Preliminary tests went well; I was compressing this, decompressing that, testing this, testing that. It was all going swimmingly! The only problem now was that this was a clearly a custom (and clever) implementation of the algorithm so I wouldn't be able to use anything standard on the C# side to compress the data if I wanted the javascript to be able to decompress it again. And the whole point of all of this is to "flatten" my primary blog and serialise the search index in one process, such that it can be hosted on NeoCities.

The javascript code is fairly concise, so I translated it into C#. When I'd translated C# classes from my Full Text Indexer into javascript equivalents, it had gone surprisingly painlessly. I'd basically just copied the C# code into an empty file and then removed types and tweaked things to work as javascript. So I thought I'd take a punt and try the opposite - just copy the javascript into an empty C# class and then try to fix it up. Adding appropriate types and replacing javascript methods with C# equivalents. This too seemed to go well, I was compressing some strings to text files, pulling them with ajax requests in javascript, decompressing them and viewing them. Success!


I gave it a string that didn't work. The decompress method returned null. Fail.
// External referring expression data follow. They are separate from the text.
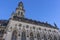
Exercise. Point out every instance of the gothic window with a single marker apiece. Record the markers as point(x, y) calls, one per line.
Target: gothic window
point(31, 36)
point(38, 37)
point(14, 35)
point(23, 37)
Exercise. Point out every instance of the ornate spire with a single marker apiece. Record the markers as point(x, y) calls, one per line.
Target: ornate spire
point(20, 10)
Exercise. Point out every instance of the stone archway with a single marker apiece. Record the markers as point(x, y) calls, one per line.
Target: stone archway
point(14, 35)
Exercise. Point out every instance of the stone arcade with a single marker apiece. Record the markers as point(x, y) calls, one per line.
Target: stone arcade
point(20, 28)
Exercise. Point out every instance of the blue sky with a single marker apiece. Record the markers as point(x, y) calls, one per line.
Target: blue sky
point(40, 10)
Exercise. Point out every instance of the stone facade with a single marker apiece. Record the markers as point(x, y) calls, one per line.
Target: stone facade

I figured that there's only so much that could be going wrong. If I compressed the same string with the javascript code then the javascript code could decompress it just fine. The data compressed with the C# version refused to be decompressed by the javascript, though. Chance are I made a mistake in the translation.

I got the shortest reproduce string I could (it's from the titles-of-all-posts JSON that the search facility uses) -

{"1":"I lo

and got both the C# and javascript code to print out a list of character codes that were generated when that string was compressed.

These were identical. So maybe my translation wasn't at fault.

Well something must be getting lost somewhere!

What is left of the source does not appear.